台湾南部の街、台南は雨季ど真ん中。
スコールとサウナのような蒸し暑さが交互にやってくる、激しく厳しいお天気の中での滞在でしたが、それでもたまに吹く風の中には塾した果実やお香の入り混じった、不思議と心が落ち着く古都特有のゆったりとした時の流れを感じました。
人里離れたエスニックな村でも、情報と物が溢れた大都会でもなく、もし自分が海外で暮らしてみたいと思うなら、それはこの台南のような街なのかもしれません。

そんな台南で地図をぼんやり眺めていて、街のはずれに偶然見つけたのがこちら、千畦種子博物館。
おそらく個人が営む小さな博物館。しかしそこで広がる世界は木々が幾重にも広がり森のよう。奥深い植物の世界へと誘われていくのでした。

我々の隣人、台湾の植生はやはり日本とよく似ていて、特に沖縄のそれを連想させられました。その上でほのかにスパイスのように感じるモンスーンの熱。

自分にとっては勘弁してくれと思うほぼ100%の湿度の熱帯は、植物にとってまさに楽園のような理想の環境。木々の、草花の中に満ちているエネルギーに圧倒されました。

物販の雰囲気も凄いです。

どれもハンドメイドのタネ雑貨、タネアクセ。
割引券も頂き、鼻息荒くなりますが、、そうなのです。種子をそのまま日本に持って帰ることができないのです。詳しい法律は分かりませんが惜しい。惜しいがすぎる。

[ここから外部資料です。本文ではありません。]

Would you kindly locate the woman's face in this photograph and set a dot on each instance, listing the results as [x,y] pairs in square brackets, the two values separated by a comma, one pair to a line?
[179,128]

最近園芸、からのスワッグに夢中の自分にとってまさに理想宮。
この小屋のような、回廊のようなDIYを感じさせる建築がまたとんでもなくかっこいい。
今何か才能というかスキルがいきなり天から降ってくるのであれば、それは建築であって欲しいと思うのです。

後に知ったのですが、本当は予約制らしいです。
もし行かれる方はご注意を。
館長さん?が色々説明しながら館内を案内してくれます。春翠向けにバナナのドライフルーツを頂いたりとてもよくしてもらいました。多謝多謝。

博物館からの帰路。
いつも目的地から目的地。バスや電車待つ手間を避け、ひたすらに歩くことが多いのですが、子連れだと足元の小さな生き物や落ち葉や花が大きな発見だったりもするようです。
日本と似ていてやはり何か違う。共にしゃがみ込んでよく見れば、足元のそれは自分にとっても確かに不思議不思議。
急ぐ旅ではない。ゆっくりカタツムリのように進んでいきましょうか。